RAPAPORT... Zale Corporation's revenues fell 9.6 percent to $329.2 million during the first quarter of fiscal 2010, which ended on October 31, 2009. The retailer's same-store sales dropped 6.8 percent, compared with a same-store sales decline of 3.7 percent one year ago. Gross margin as a percentage of sales was flat at 48.6 percent. Zale also reported a loss of $57.6 million, an increase from the loss of $48.4 million it posted one year ago.
Zale reduced its aggregate selling, general and administrative expenses (SGA) by $24 million during the quarter, based upon the closure of 209 stores and corresponding reductions in occupany costs, rent and headcount. As a result, Zale's operating margin for the quarter was 16.6 percent, an improvement of 80 basis points. Inventory as of October 31 was $902 million, a decrease of approximately $100 million from October 2008. Zale had an outstanding debt of $466 million at the close of the quarter, compared with the $369 million debt recorded one year ago.

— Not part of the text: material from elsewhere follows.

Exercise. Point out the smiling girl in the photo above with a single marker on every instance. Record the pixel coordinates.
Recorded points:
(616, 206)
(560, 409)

“We are encouraged that both sales and margin strengthened as the quarter progressed,” said Neal Goldberg, Zale's chief executive officer (CEO). “Importantly, we are well positioned to improve our holiday execution and financial performance. Our merchandising initiatives have been tested, our stores are fully set and we have the inventory to deliver on our holiday plans. We will not offer the same level of broad discounting this holiday season as we did in 2008, which will help us expand our gross margin.”
Zale expects to continue reducing operating costs over the next 12 months, according to chief financial officer (CFO) Matt Appel.
“Continuing steps to reduce costs will complement stronger pricing discipline and reduced inventory purchases as we work to enhance free cash flow," Appel noted. "We are taking strong steps to achieve higher margin realization, while also continuing a trend toward lower aggregate inventory throughout the system.”